We don't need god, nor faith. After all, I will never forget it was over-zealous faith in a fictional higher power that brought us into this stupid mess in the first place, a long time ago. Six of one, half a dozen of the other.
As for the trade, a simple 'no' will suffice. Abdul Rahman is a free human being, beholden to nobody. Let's keep it that way.
Convert to Christianity, get sentanced to death....
Convert to Islam, get kidnapped....
You just can't win with these people!!
They might have just as well said "Let us kill Rahman, and you can have this other person back".

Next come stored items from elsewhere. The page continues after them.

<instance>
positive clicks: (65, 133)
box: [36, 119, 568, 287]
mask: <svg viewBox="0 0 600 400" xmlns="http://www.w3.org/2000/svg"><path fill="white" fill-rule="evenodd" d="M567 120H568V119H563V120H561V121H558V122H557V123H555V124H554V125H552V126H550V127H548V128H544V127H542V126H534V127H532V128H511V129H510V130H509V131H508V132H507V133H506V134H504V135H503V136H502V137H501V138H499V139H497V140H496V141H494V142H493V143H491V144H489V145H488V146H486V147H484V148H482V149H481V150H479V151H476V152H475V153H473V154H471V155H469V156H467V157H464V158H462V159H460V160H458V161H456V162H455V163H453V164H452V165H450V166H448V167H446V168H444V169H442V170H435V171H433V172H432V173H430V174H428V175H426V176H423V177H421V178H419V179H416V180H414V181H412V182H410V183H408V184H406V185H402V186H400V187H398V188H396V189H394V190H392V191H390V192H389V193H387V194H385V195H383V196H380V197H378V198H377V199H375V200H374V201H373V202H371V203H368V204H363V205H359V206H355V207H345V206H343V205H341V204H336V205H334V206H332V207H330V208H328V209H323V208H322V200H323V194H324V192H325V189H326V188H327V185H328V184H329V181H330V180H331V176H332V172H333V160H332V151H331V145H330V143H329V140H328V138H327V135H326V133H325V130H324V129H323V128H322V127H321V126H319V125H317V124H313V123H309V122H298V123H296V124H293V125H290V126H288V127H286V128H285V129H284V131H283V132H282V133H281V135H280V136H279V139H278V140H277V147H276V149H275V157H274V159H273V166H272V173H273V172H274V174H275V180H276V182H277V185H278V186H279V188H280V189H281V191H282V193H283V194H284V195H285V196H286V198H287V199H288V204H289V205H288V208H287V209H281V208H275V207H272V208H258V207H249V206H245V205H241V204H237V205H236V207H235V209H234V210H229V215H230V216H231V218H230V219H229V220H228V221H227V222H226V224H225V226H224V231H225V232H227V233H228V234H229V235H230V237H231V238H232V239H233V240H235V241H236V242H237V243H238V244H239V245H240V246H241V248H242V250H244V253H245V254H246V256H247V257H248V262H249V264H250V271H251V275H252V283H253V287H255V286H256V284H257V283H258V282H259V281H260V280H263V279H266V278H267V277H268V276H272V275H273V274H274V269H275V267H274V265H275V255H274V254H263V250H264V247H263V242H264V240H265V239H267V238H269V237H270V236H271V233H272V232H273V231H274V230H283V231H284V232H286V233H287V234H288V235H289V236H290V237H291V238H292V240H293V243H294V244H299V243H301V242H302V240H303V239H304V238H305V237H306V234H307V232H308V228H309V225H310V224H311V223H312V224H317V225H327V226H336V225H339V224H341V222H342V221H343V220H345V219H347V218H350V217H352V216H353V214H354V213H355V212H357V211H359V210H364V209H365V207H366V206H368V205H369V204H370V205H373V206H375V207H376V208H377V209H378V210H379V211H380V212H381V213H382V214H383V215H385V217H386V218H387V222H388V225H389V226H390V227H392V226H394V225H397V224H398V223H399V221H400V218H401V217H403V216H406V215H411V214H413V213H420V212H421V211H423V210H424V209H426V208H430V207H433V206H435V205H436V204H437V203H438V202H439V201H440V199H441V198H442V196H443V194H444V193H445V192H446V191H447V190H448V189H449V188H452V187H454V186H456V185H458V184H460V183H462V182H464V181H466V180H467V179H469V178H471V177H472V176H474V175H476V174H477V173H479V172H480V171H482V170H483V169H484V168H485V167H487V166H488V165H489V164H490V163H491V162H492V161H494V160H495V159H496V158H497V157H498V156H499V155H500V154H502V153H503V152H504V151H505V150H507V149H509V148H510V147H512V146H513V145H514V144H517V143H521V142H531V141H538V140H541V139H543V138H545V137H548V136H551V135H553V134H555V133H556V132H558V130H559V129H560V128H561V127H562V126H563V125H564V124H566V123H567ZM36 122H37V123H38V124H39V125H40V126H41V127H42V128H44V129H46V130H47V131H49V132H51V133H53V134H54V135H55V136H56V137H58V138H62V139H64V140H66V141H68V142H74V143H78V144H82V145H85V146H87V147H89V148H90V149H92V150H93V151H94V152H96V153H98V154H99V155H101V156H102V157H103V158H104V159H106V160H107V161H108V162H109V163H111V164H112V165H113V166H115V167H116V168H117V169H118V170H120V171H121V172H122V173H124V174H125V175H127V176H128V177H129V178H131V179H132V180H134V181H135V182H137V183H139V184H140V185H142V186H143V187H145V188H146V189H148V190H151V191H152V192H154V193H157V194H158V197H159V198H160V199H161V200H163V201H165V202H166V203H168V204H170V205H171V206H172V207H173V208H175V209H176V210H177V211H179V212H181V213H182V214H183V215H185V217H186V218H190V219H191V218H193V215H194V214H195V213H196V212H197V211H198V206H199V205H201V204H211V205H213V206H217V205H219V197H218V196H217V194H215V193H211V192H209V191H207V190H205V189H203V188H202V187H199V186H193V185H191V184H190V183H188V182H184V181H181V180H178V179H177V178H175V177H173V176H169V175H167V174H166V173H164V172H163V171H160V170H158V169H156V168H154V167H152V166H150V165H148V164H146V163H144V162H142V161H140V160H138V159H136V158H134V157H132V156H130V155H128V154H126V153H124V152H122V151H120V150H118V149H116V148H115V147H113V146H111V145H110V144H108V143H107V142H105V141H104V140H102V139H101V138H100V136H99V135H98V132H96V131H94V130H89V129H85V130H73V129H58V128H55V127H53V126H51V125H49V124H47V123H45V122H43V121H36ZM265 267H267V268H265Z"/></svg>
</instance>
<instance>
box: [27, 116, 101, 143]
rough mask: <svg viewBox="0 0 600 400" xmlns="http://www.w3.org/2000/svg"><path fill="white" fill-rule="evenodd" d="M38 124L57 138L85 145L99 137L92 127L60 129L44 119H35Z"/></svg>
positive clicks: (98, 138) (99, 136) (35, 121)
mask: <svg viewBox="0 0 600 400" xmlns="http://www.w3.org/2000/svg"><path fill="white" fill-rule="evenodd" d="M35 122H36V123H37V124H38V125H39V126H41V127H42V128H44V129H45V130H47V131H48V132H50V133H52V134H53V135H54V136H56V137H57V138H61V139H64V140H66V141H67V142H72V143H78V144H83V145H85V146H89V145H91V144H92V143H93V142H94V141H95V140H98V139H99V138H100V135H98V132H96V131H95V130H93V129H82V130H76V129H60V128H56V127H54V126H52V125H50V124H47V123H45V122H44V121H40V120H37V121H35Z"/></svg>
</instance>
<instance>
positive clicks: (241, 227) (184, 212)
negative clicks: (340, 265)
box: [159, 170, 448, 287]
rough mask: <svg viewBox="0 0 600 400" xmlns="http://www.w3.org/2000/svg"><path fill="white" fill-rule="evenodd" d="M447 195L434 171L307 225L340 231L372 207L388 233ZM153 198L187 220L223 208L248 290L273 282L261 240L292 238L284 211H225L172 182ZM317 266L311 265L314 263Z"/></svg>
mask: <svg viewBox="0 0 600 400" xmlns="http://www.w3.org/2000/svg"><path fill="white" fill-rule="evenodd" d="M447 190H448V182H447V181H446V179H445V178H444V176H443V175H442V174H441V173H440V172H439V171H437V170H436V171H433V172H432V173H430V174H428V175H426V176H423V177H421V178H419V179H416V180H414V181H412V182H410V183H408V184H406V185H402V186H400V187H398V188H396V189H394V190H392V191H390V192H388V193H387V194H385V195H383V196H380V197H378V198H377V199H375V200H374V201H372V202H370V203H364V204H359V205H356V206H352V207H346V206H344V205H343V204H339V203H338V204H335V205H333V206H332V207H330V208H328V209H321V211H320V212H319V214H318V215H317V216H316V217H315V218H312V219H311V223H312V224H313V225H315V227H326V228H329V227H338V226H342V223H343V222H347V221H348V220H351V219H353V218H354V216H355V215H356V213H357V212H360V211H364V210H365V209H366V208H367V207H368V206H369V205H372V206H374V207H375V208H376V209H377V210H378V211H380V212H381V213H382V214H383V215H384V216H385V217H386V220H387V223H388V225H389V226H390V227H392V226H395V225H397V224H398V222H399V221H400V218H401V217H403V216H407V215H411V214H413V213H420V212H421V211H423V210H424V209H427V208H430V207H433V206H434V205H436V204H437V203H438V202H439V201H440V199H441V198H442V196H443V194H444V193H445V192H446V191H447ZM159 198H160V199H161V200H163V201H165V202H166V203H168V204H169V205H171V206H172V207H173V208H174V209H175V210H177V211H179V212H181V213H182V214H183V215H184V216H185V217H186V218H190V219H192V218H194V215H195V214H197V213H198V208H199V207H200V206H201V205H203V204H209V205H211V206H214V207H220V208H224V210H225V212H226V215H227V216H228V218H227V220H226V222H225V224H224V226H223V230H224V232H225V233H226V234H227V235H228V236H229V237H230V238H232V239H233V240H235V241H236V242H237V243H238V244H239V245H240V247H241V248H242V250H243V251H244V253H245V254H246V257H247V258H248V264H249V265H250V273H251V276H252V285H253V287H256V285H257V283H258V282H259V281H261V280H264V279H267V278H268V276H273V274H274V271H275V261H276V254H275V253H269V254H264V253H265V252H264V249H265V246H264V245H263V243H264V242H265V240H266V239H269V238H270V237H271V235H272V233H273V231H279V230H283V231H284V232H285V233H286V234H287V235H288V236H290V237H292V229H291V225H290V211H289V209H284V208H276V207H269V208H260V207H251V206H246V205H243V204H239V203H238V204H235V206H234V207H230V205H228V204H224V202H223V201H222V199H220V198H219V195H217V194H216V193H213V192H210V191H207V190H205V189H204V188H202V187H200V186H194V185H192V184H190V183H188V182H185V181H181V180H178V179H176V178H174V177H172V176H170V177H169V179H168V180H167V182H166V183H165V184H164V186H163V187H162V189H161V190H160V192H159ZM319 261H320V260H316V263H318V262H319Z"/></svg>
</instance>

To my knowledge, Rahman isn't charged with any crime in Italy, is he? How could the government there just decide to hand him over? Of COURSE they will refuse, as they should, and since in fact they have no other choice.
Let's see . . .
Rahman isn't a hostage or prisoner of either Italy or the Vatican, so the Palestinian swap thing won't work.
And so many of these 'journalist' 'kidnappings' -- involving the 'detention' of scribes sympathetic to the kidnappers -- are such fishy affairs when all the details finally emerge.
Hmmmm.
Seems Belmonters have no trouble dissecting the situational ethics here.
But, I'm afraid our flaccid so-called 'leadership' classes are so easily snookered by third world hucksterism that I'd bet dollars to doughnuts there will be a serious effort to affect some sort of exchange, or at the very minimum, to 'punish' Rahman while allowing him to remain in Italy.
Thus advancing sharia jurisdiction to the entrance of St. Peter's Square.